Created attachment 1292606 [details] Firefox Description of problem: On my F25 laptop, with Wayland or Gnome Classic, with Firefox (54.0 (64-bit)) or Chrome (60.0.3112.40 (Official Build) beta (64-bit) ) I can't see the bottom squares for utilization. Version-Release number of selected component (if applicable): 4.1.2.1-0.1.el7 How reproducible: Always, I'm testing against internal RHEV.TLV setup.
Also, there is no status information for the clusters on the status cards. The different statuses should all sum to the total count of objects in the card's title. The dashboard_data JSON pull does not include status info for clusters, and the heatMapData is empty. Looks like the problem in is the DashboardDataServlet/DB tier.

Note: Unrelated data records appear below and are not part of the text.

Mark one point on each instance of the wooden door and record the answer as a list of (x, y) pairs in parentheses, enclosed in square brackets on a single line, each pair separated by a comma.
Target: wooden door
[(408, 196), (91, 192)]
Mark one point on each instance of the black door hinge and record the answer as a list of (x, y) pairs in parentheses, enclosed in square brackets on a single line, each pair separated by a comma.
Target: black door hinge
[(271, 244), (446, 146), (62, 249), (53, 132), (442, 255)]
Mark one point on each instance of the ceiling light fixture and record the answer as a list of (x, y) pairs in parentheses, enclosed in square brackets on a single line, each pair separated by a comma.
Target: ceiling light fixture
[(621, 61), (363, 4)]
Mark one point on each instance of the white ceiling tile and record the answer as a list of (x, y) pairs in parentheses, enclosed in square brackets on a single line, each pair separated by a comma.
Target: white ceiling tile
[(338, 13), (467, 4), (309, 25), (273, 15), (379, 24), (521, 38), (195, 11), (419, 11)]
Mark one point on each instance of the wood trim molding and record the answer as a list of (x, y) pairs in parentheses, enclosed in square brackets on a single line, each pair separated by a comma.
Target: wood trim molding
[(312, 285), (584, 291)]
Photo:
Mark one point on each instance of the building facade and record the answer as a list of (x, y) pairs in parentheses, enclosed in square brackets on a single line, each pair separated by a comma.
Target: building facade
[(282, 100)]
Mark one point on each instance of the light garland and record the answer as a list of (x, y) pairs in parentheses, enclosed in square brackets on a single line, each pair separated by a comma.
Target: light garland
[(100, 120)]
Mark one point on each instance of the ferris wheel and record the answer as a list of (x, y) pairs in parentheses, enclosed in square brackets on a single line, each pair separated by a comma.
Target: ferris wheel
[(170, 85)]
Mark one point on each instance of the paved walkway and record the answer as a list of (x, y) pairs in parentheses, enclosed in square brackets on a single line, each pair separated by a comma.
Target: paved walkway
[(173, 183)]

My mistake on the N/A on the cluster status card - that is expected. The heat maps are not being populated because no data is being sent from the server. No errors are happening in the SQL queries used for the heatmap data. I looked on the TLV server and this is in the dwhd log (/var/log/ovirt-engine-dwh/virt-engine-dwhd.log): 2017-06-29 05:51:15|Mu5B5g|QaRG6l|mHAkli|OVIRT_ENGINE_DWH|SampleTimeKeepingJob|Default|5|tWarn|tWarn_1|Can not sample data, oVirt Engine is not updating the statistics. Please check your oVirt Engine status.|9704 The message repeats just about every minute from the beginning of the log file on 2017-06-11. I lack additional credentials to triage the RHEV.TLV setup further.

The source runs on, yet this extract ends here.